La política debería ser la ciencia para la organización y convivencia de las sociedades humanas, teniendo como fin primordial la búsqueda del bien común. Sin embargo, las más de las veces es utilizada sin escrúpulos para conseguir el poder y los privilegios que de él se derivan cuando esta se ejerce de forma interesada, torticera y corrupta. Y, precisamente, para nuestra desventura, esta última es la forma de hacer política en nuestro país en estos aciagos momentos.

El panorama no puede ser más desolador. Por un lado, ahí tenemos a una Cataluña ingobernable y a la deriva, vapuleada por vientos nacionalistas anacrónicos y excluyentes.

Por otro, una oposición tacticista, sonámbula, desunida y sin altura de miras, más preocupada por las encuestas que por los problemas reales de la gente y del país.

Y qué decir sin avergonzarse del partido en el Gobierno.

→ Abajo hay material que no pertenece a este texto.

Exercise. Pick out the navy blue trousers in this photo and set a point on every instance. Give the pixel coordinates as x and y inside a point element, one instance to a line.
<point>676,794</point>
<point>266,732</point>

Sin duda, el más corrupto de la historia democrática de España y que, incomprensiblemente, aún sigue gobernando apuntalado con los votos interesados del PNV y sostenido por el partido de la máscara, Ciudadanos, que, por un lado, pesca en todos los caladeros ideológicos abanderando la regeneración política y el patriotismo y, por otro, no hace ascos a la hora de sustentar a un Gobierno perteneciente a un partido hediondo y deslegitimado por una corrupción continuada y con tintes mafiosos.